Mr Zumah, Former President , South Africa
EMBATTLED former South African President, Jacob Zuma has urged all black people in the country to form a joint front to “complete the struggle for liberation and transformation and land expropriation,” saying after the defeat of apartheid there is still colonialism to be fought.
“I know that when I say this, there are those going to accuse me of racism. From whom was the land taken away? Wasn’t it stolen from black people? Who is without land in South Africa? Is it not a black person?
“There is nothing wrong about telling the truth, that as black people, who are the majority, we are subjected to poverty as we are not in charge of the economy,” media reports reaching Johannesburg from Pietermaritzburg at the weekend quoted him as saying.
Zuma was dressing hundreds of his supporters outside the Pietermaritzburg High Court which is trying him for corruption, after his case was adjourned to May 20 next year.
The adjournment was to give the prosecution team time to file a responding affidavit opposing Zuma’s application for the permanent stay of prosecution.
French arms company, Thales, which is jointly charged with Zuma has also applied for the case to be struck off.
The Saturday Star broadsheet reported that the former President gave his supporters a history of how the continent was colonised and said that “Europeans met in Germany and conspired to move to Africa to subdivide the continent among themselves, and they call the pieces of land colonies, taking everything, including political power, economic power and land.

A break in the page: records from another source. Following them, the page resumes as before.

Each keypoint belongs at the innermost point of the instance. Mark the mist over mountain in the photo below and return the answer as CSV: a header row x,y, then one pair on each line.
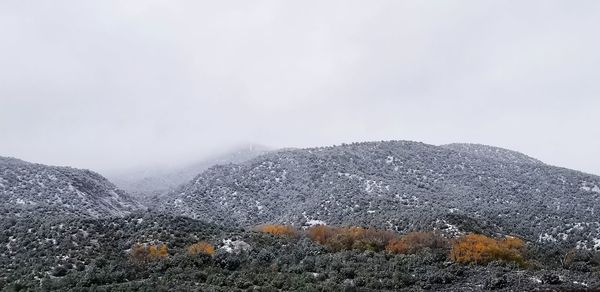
x,y
400,185
30,189
147,181
66,229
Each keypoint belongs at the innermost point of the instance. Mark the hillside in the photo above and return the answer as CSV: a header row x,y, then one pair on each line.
x,y
403,186
36,189
157,180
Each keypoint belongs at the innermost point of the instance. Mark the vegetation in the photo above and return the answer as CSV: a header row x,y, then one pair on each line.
x,y
415,242
480,249
141,253
278,229
201,247
82,255
348,238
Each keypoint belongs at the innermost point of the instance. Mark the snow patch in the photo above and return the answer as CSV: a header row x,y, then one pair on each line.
x,y
314,222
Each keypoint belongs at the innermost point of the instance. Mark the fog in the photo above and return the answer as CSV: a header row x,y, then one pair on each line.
x,y
110,85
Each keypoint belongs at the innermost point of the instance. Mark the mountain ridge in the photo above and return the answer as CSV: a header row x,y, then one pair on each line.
x,y
401,185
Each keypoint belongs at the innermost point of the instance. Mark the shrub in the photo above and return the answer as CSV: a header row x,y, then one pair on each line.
x,y
480,249
278,229
141,253
346,238
201,247
414,242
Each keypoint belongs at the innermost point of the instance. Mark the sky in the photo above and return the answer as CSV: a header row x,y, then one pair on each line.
x,y
116,84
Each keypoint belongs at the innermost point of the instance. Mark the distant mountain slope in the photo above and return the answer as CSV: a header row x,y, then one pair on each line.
x,y
145,182
29,188
402,185
491,152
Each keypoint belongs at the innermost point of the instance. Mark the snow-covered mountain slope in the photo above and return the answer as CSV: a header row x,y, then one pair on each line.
x,y
496,153
29,188
402,185
152,181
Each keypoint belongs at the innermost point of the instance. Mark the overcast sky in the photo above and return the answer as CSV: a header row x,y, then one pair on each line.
x,y
117,84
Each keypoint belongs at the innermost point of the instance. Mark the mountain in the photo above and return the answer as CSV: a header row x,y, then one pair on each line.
x,y
30,188
157,180
400,185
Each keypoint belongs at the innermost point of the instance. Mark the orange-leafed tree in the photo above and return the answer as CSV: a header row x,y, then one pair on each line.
x,y
414,242
346,238
278,229
201,247
480,249
141,253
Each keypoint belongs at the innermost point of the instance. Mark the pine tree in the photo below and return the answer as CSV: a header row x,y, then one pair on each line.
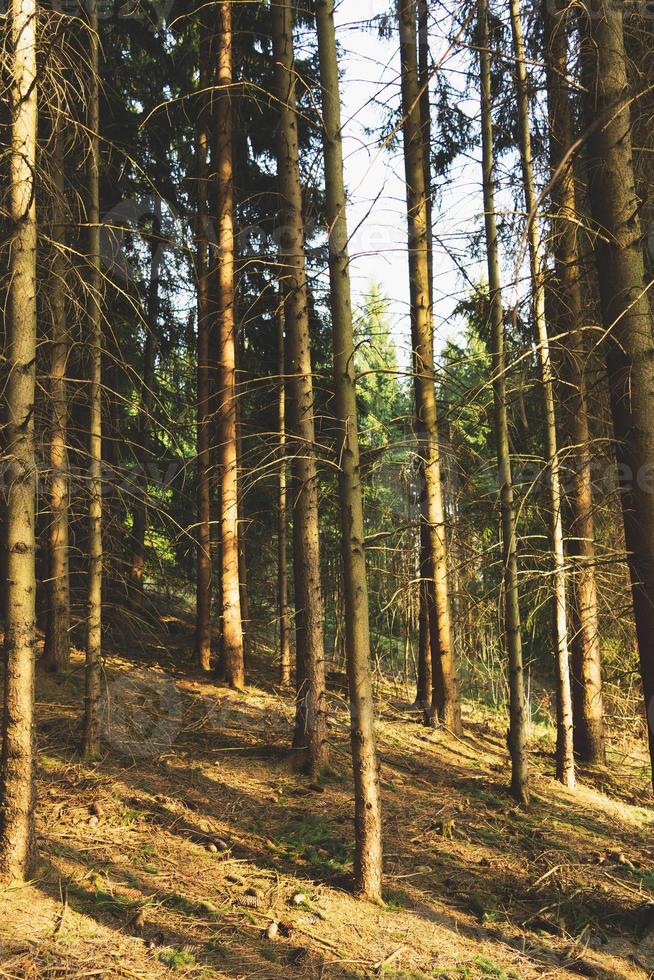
x,y
17,840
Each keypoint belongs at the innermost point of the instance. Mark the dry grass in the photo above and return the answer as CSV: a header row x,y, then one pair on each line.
x,y
179,861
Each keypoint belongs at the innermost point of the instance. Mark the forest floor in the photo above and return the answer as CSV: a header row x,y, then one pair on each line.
x,y
192,836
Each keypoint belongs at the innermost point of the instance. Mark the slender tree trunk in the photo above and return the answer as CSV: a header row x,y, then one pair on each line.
x,y
57,642
565,766
586,653
446,706
368,825
512,622
91,729
424,686
17,842
625,308
232,653
282,562
425,673
203,567
143,448
311,721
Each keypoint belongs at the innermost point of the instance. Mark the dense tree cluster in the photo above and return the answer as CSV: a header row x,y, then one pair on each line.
x,y
196,410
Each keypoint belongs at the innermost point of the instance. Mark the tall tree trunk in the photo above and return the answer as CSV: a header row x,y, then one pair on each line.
x,y
368,826
232,653
625,308
282,529
57,642
512,622
565,766
446,705
143,448
425,684
586,653
17,840
91,729
311,720
425,673
203,566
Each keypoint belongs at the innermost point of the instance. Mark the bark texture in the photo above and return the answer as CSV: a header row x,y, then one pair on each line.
x,y
311,722
368,826
282,519
518,732
565,767
232,653
445,702
57,641
203,566
91,729
625,307
17,840
587,701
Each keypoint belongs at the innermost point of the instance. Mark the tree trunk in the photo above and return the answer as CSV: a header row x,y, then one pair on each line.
x,y
282,562
368,826
232,654
586,653
446,706
565,766
425,673
512,621
311,721
91,730
57,641
203,567
143,447
424,686
625,308
17,842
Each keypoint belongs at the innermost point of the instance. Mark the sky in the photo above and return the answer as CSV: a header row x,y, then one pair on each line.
x,y
375,179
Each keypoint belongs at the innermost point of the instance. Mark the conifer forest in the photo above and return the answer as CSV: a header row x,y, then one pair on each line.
x,y
327,489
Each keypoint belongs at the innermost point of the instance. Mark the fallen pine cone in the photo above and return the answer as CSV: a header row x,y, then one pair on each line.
x,y
249,902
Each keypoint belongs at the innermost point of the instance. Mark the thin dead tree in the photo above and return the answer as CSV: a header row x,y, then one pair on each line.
x,y
17,841
310,738
446,706
368,823
512,622
626,309
57,638
587,701
203,438
565,765
91,727
232,661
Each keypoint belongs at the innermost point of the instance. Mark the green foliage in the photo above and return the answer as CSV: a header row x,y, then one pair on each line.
x,y
175,959
314,840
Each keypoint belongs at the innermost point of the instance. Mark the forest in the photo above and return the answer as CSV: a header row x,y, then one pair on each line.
x,y
327,488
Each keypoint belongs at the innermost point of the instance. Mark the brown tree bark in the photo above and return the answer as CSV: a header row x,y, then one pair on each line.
x,y
91,727
57,642
446,705
282,529
424,695
512,621
232,662
311,721
204,563
587,701
625,307
143,446
17,841
368,824
565,766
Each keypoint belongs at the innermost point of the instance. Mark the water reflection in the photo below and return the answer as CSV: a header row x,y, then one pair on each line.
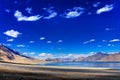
x,y
115,65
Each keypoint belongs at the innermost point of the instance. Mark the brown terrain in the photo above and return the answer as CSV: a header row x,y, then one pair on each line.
x,y
9,55
21,71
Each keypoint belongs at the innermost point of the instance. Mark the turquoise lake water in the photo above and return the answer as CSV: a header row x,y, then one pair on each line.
x,y
115,65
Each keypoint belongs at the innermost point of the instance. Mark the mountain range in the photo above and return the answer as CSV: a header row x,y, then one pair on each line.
x,y
9,55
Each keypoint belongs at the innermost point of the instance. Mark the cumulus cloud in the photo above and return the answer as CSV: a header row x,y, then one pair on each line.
x,y
104,40
10,40
59,41
115,40
106,8
49,42
75,12
29,53
45,55
32,41
12,33
110,45
21,17
86,42
7,10
108,29
42,38
29,10
20,45
7,44
96,4
51,12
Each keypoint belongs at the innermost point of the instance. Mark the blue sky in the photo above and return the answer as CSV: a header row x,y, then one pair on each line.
x,y
60,27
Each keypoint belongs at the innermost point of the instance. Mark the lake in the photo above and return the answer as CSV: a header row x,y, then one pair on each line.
x,y
115,65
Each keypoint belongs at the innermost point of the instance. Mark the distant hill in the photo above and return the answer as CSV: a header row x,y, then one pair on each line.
x,y
9,55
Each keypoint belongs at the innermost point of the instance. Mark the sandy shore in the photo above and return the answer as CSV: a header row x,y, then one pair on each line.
x,y
10,71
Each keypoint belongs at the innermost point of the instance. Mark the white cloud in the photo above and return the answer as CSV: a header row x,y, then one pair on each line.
x,y
110,45
7,10
106,8
45,55
20,17
10,40
115,40
32,53
32,41
29,10
108,29
20,45
12,33
51,12
96,4
86,42
49,42
42,38
7,44
59,41
75,12
104,40
29,53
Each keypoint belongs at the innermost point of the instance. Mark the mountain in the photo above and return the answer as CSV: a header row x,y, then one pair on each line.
x,y
9,55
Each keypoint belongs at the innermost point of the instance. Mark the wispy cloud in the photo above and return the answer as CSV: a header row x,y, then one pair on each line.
x,y
108,29
49,42
21,17
91,40
59,41
42,38
115,40
110,45
106,8
12,33
45,55
96,4
10,40
7,10
20,45
51,12
31,41
75,12
29,10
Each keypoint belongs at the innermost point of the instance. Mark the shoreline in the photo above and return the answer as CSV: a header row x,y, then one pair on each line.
x,y
56,72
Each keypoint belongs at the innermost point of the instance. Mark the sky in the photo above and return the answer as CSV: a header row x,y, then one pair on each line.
x,y
60,28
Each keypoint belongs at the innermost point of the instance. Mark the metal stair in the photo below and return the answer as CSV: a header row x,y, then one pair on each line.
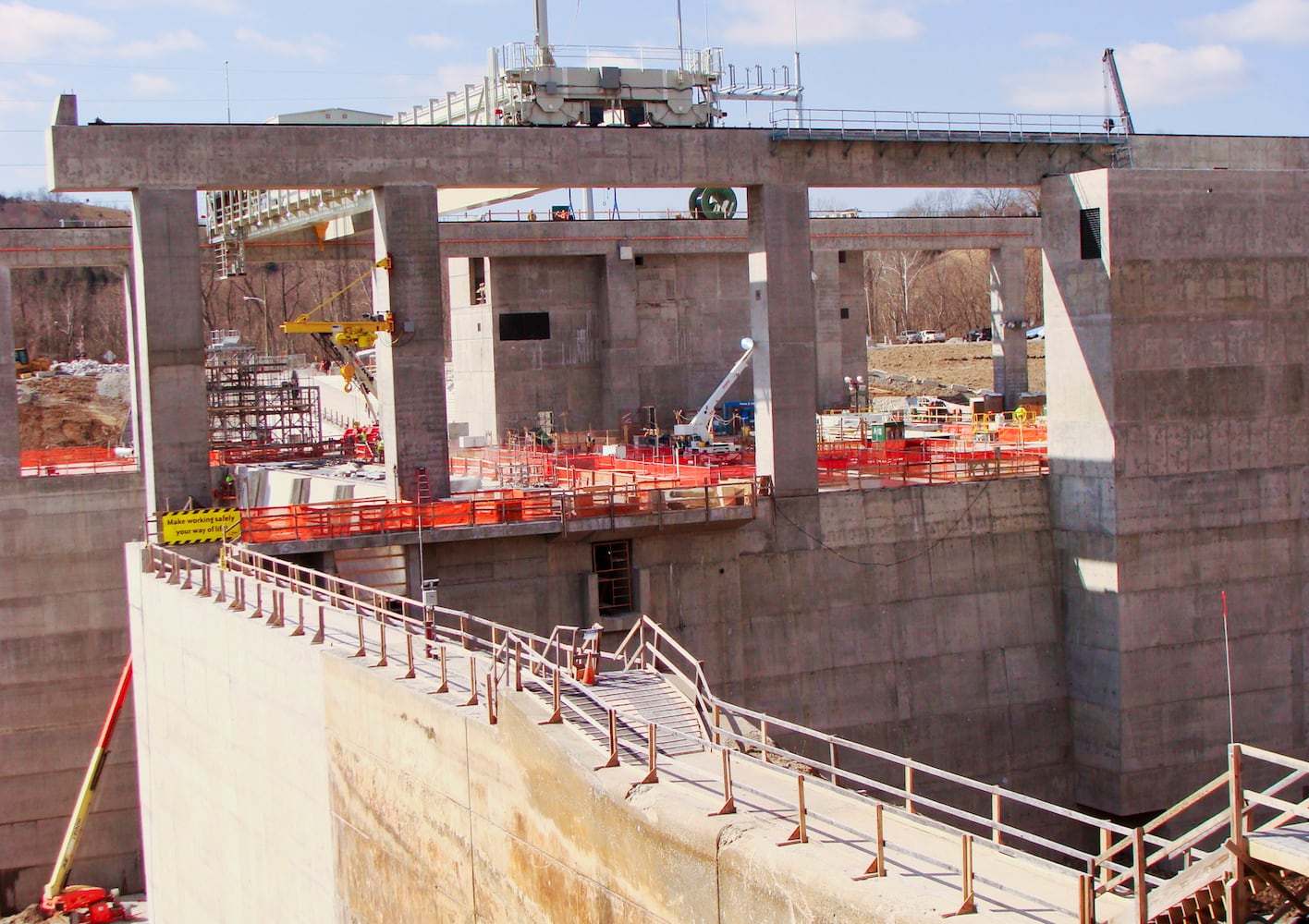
x,y
639,698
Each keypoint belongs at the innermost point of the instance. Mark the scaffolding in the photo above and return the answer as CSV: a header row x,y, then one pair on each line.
x,y
257,401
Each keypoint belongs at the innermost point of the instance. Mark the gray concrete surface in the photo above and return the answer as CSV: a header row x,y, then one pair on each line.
x,y
170,349
63,638
1179,458
410,363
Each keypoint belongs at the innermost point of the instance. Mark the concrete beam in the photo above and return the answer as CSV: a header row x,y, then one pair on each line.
x,y
128,157
411,361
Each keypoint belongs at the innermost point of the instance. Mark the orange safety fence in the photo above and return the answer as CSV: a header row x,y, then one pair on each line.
x,y
334,520
74,461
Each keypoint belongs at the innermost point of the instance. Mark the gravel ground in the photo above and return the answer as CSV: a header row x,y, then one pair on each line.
x,y
957,363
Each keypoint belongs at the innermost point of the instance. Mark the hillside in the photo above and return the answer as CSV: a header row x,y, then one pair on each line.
x,y
16,213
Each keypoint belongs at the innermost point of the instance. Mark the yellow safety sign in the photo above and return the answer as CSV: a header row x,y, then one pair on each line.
x,y
181,528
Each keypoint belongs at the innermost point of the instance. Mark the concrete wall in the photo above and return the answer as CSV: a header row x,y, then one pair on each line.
x,y
63,640
318,788
1179,450
943,643
233,760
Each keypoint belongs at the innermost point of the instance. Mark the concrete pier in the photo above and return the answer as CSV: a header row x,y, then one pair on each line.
x,y
169,349
411,361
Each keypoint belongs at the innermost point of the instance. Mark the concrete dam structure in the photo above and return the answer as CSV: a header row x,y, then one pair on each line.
x,y
1058,637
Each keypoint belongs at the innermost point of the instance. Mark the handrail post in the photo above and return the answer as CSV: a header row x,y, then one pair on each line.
x,y
1236,796
801,833
1139,876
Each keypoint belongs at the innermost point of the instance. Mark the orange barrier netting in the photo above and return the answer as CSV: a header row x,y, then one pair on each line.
x,y
333,520
74,461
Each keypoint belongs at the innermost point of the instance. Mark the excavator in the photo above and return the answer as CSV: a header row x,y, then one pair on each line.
x,y
25,367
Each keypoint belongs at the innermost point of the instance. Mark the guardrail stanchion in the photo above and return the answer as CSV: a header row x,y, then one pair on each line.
x,y
446,681
969,906
613,742
472,681
877,868
1139,876
728,807
801,833
557,713
652,755
361,652
409,653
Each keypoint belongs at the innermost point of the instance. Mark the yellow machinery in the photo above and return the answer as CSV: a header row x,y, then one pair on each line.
x,y
343,340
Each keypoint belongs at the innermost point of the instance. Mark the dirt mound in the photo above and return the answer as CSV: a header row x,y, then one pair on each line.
x,y
968,364
63,411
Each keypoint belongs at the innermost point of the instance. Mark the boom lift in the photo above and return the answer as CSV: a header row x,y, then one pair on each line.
x,y
97,905
699,430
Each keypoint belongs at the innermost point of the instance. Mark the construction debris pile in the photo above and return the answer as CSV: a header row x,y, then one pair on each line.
x,y
78,403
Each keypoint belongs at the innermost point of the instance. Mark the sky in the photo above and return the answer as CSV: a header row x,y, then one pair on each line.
x,y
1226,67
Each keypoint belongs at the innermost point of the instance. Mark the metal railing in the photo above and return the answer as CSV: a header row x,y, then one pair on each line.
x,y
899,125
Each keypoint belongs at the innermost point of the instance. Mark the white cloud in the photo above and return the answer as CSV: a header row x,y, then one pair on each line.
x,y
1152,75
432,41
151,85
166,43
818,22
28,33
1044,40
1278,21
314,46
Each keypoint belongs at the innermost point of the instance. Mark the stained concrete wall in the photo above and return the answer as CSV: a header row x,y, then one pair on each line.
x,y
63,640
317,788
922,621
1179,453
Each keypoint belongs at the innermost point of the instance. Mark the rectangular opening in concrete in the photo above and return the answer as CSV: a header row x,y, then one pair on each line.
x,y
525,326
611,562
1091,238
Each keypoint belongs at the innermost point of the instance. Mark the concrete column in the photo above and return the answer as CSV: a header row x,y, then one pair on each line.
x,y
9,458
784,330
1009,336
618,360
169,349
827,332
411,363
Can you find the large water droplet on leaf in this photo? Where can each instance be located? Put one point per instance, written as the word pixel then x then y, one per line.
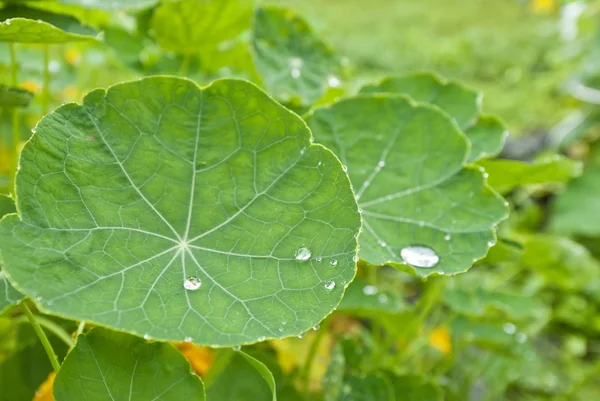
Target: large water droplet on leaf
pixel 420 256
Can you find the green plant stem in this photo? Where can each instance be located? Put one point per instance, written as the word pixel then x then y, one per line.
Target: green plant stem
pixel 16 137
pixel 42 336
pixel 50 326
pixel 46 87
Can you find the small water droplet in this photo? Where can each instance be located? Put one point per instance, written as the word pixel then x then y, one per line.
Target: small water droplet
pixel 192 283
pixel 370 290
pixel 419 256
pixel 509 328
pixel 334 82
pixel 303 254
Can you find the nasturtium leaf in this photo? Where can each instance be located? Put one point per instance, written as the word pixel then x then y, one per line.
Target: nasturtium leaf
pixel 8 295
pixel 506 175
pixel 487 137
pixel 295 64
pixel 463 104
pixel 244 378
pixel 110 365
pixel 164 209
pixel 423 211
pixel 14 97
pixel 30 25
pixel 112 5
pixel 363 297
pixel 577 210
pixel 191 26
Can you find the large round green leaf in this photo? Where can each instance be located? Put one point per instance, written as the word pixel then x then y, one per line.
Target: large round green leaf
pixel 8 295
pixel 164 209
pixel 294 63
pixel 106 365
pixel 29 25
pixel 423 211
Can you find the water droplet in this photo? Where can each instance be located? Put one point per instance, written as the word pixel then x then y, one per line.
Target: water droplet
pixel 334 82
pixel 370 290
pixel 509 328
pixel 192 283
pixel 419 256
pixel 303 254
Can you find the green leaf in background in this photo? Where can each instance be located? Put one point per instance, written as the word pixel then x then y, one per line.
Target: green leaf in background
pixel 29 25
pixel 506 175
pixel 295 65
pixel 461 102
pixel 487 137
pixel 577 210
pixel 423 211
pixel 112 5
pixel 14 97
pixel 163 209
pixel 192 26
pixel 415 388
pixel 8 295
pixel 361 297
pixel 244 378
pixel 110 365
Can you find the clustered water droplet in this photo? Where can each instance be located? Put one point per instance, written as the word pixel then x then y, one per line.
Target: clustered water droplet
pixel 419 256
pixel 303 254
pixel 192 283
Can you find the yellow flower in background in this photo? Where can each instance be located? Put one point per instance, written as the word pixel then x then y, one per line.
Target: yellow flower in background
pixel 201 358
pixel 440 339
pixel 543 6
pixel 44 393
pixel 31 86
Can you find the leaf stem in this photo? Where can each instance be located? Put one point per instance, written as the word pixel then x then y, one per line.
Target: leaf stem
pixel 16 137
pixel 42 336
pixel 46 86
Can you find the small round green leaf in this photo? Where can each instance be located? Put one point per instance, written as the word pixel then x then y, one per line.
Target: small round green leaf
pixel 164 209
pixel 295 65
pixel 28 25
pixel 106 365
pixel 423 211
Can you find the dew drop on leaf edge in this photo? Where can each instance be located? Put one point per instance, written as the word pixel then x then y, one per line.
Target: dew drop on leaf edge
pixel 419 256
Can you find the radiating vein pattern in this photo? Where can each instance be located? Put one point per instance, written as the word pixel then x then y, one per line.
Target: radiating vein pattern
pixel 155 182
pixel 406 162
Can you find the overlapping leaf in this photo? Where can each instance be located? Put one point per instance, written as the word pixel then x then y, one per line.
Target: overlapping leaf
pixel 164 209
pixel 293 62
pixel 406 162
pixel 29 25
pixel 109 365
pixel 485 133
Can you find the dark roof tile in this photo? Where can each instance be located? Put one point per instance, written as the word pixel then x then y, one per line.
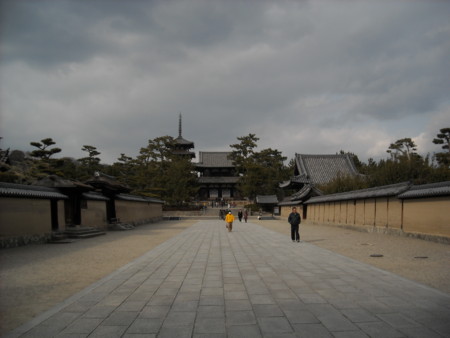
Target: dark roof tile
pixel 217 159
pixel 321 169
pixel 266 199
pixel 29 191
pixel 383 191
pixel 427 190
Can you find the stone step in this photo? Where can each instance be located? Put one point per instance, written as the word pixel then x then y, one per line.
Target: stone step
pixel 83 232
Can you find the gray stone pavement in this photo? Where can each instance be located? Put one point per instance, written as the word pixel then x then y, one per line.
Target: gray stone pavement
pixel 252 282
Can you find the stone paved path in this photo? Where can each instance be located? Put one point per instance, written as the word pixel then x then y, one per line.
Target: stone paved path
pixel 253 282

The paper reported him as saying that there were companies that were exporting the Africa economy under company law, taking gold, diamonds and everything from underground with impunity because of the laws that were passed “without us.”
Mr. Zuma told the gathering that freedom fighters made a mistake by only decolonising politics and leaving other things still colonised, the paper reported.
Despite the arms deal-related corruption charges levelled against him, which his supporters attribute to the ANC’s internal witch-hunt, Zuma said that he would continue to vote for the ANC.
“Never stop voting for the ANC because it is the one thing that led to the liberation struggle in this country,” the Saturday Star quoted him as saying.